Pentingnya Konvensi Hak Anak di Indonesia

Ahad, 17 Oktober 2021

Pekanbaru, Riautribune.com - MTS Ittihadiyah Pekanbaru melakukan sosialisasi mengenai Konvensi Hak Anak secara virtual di Pekanbaru, Sabtu (16/10), yang membicarakan seputar hak anak.

Hamid Patilima yang merupakan tenaga Ahli pengembangan rumah layak anak menjelaskan Konvensi Hak Anak sudah ada sejak 1989.

"Konvensi Hak anak sudah ada sejak 25 Oktober 1989. Dimana seluruh kepala negara waktu itu sepakat tentang mewujudkan dunia yang damai, aman dan tenang lalu dunia yang tidak ada kekerasan, dan kuncinya bagaimana mereka mempersiapkan anak-anak sejak dari usia dini," jelasnya.

Sebelum tahun 1989, urusan anak merupakan urusan domestik atau hanya menjadikan urusan orang tua mereka.

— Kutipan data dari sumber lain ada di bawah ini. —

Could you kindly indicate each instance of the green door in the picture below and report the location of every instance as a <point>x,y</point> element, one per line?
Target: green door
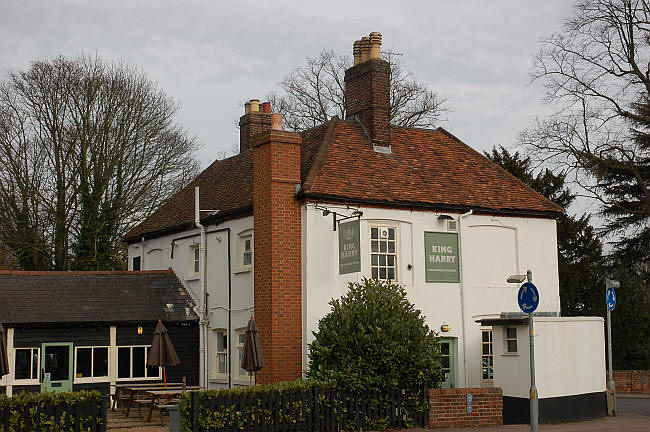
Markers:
<point>448,361</point>
<point>56,366</point>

Namun setelah itu, urusan anak menjadi urusan publik.

"Konvensi Hak Anak di Indonesia sudah ada dari tanggal 25 Agustus 1990. Pada pemerintahan Soeharto, diterbitkan Kepres No 36 tahun 1990. Sejak saat itu konvensi hak anak menjadi kebijakan yang perlu diacuhkan dan diharmonisasi oleh pemerintah baik dalam peraturan maupun dalam bentuk kebijakan. Lalu pada masa BJ Habibie, diterbitkannya UU No 39 Tahun 1999 tentang Hak Asasi Manusia. Dalam UU tersebut ada satu bab khusus mengenai konvensi hak anak.

Jika sebelumnya, yang tercatat hanya fakir miskin dan anak terlantar yang menjadi urusan negara, maka sejak tanggal 18 Agustus 2000 pada masa pemerintahan Gus Dur. Disepakati pasal 28 ayat 2 bahwa "Setiap anak berhendak hidup, tumbuh, berkembang, serta terlindungi dari kekerasan dan diskriminasi. Hal inilah yang menjadi awal Konvensi Hak Anak. Lalu pada masa Megawati hal ini diadaptasikan lagi melalui UU no. 23 tahun 2002. Lalu pada masa SBY UU ini dioperasionalkan menjadi kebijakan kabupaten dan kota layak anak dan yang pertama kali menguji coba kebijakan ini adalah Jokowi yang saat itu menjadi Wali Kota Solo," papar Hamid

Hamid juga mengatakan jika dalam Konvensi Hak anak tersebut menjelaskan tentang pengertian anak.

"Jika dianalogikan anak sebagai seseorang yang sedang berada di pinggir jurang. Ada 4 orang diyakini bisa menyelamatkannya. Yang pertama adalah orang tua, yang kedua adalah keluarga besar, yang ketiga para anggota masyarakat dan yang terakhir tokoh tokoh budaya," Jelas Hamid.

Hamid juga memberikan garis besar tentang siapa itu anak sebenarnya agar tidak terjadi kerancuan dalam pemaknaan.

Menurut UU No 23 tahun 2002 tentang perlindungan anak. Anak adalah mereka yang berada di bawah usia 18 tahun.

"Anak-anak tidak boleh mendapatkan diskriminasi. Salah satunya contoh kecil diskriminasi adalah memanggil anak dengan nama yang tidak sesuai dengan akta kelahiran, sehingga orang-orang di sekitar memanggil anak itu dengan nama yang tidak disukainya.

Hamid juga menjelaskan bagaimana langkah konvensi hak anak ini untuk bisa terus menerus dikembangkan, yaitu dengan memastikan konvensi hak anak ini dari bahasa abstrak menjadi nyata dalam kegiatan sehari-hari serta memastikan konvensi hak anak ini bisa ketahui semua orang.